Pues esto ocurrió cuando Napoleón Soriano llevó a su hija de 1 año a que le tomaran unas fotografías, lamentablemente el día acordado no estaba de buen ánimo.

Facebook / Face Portraits

Fue entonces que se puso a pensar en la manera de no perder el día y el dinero, por lo que optó por una idea inusual que salvó la situación por completo. Aunque a simple vista parece ser un hombre grueso e imponente, no dudó en colocarse un vestido verde y una peluca rosada con la que posó para algunas escenas. 

Esto hizo que su hija se animara y quisiera participar, además hizo que la ocasión fuera mucho más divertida de lo que se imaginaba.

“Por supuesto que quería que fuera una sesión divertida para mi bebé, pero como no podemos controlar su reacción de inmediato, pensé que valdría la pena el tiempo y el dinero, ya que hacer sesiones de fotos y toda la preparación no es barato. Así que lo convertí en algo divertido”.

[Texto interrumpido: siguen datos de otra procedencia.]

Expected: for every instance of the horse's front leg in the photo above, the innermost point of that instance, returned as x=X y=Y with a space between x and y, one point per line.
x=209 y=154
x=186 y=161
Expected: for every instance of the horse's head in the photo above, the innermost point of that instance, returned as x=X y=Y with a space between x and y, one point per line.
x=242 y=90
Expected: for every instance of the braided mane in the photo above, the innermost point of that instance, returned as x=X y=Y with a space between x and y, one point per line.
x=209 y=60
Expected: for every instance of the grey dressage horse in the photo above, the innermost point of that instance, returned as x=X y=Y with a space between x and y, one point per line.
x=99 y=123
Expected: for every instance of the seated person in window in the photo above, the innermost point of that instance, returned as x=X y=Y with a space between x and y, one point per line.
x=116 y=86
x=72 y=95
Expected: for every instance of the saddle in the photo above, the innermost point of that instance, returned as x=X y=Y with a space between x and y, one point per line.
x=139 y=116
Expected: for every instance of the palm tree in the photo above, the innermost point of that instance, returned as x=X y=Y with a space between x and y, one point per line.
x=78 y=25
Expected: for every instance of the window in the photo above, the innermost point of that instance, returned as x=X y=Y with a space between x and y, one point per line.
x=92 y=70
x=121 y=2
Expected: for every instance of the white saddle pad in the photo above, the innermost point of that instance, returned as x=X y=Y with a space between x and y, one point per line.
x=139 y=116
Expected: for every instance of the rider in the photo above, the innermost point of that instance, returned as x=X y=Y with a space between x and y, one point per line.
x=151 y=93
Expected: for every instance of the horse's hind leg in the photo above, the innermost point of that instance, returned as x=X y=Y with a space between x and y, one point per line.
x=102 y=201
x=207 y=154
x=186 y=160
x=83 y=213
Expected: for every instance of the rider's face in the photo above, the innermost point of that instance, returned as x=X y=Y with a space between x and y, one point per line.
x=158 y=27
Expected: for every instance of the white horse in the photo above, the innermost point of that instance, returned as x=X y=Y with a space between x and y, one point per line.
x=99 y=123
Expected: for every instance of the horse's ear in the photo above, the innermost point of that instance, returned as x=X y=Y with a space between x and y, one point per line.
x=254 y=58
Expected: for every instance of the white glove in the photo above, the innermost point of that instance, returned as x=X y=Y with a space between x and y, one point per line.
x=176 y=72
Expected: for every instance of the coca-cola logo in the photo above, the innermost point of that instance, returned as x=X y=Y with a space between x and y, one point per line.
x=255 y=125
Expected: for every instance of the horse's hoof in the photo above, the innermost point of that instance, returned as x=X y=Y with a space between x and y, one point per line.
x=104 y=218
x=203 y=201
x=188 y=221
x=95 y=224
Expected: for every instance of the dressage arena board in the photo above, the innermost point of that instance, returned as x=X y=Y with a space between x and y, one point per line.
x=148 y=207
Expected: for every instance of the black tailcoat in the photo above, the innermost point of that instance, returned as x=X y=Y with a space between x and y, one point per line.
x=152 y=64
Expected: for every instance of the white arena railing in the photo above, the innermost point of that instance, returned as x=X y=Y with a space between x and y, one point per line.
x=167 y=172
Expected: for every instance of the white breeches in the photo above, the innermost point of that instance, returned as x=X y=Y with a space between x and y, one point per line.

–Napoleón Soriano contó a Face Portraits

Cabe resaltar que todo esto ocurrió en Filipinas y el padre contó que su hija Felicity es una “bebé en la pandemia”, por lo que no está acostumbrada a compartir con otras personas. Ver caras desconocidas es algo difícil de asimilar, pero que se aprende lentamente por la situación.

Facebook / Face Portraits

“Normalmente no la exponemos mucho al mundo exterior, por su seguridad. Por lo tanto, es posible que haya desarrollado cierta ansiedad por ver a extraños”, argumentó al respecto.

Sin embargo, él no lo es y no teme a hacer lo necesario para que su hija sea feliz, al final, lo importante era crear un recuerdo maravilloso y vestirse de princesa no le molestaba si lo lograba. La pequeña dejó de llorar y se alegró de ver a su papá tan atrevido, fue un momento de conexión entre ambos.

Facebook / Face Portraits

Lo bueno, es que el fotógrafo supo sacar provecho de eso y ahora quedó un gran recuerdo para toda la vida.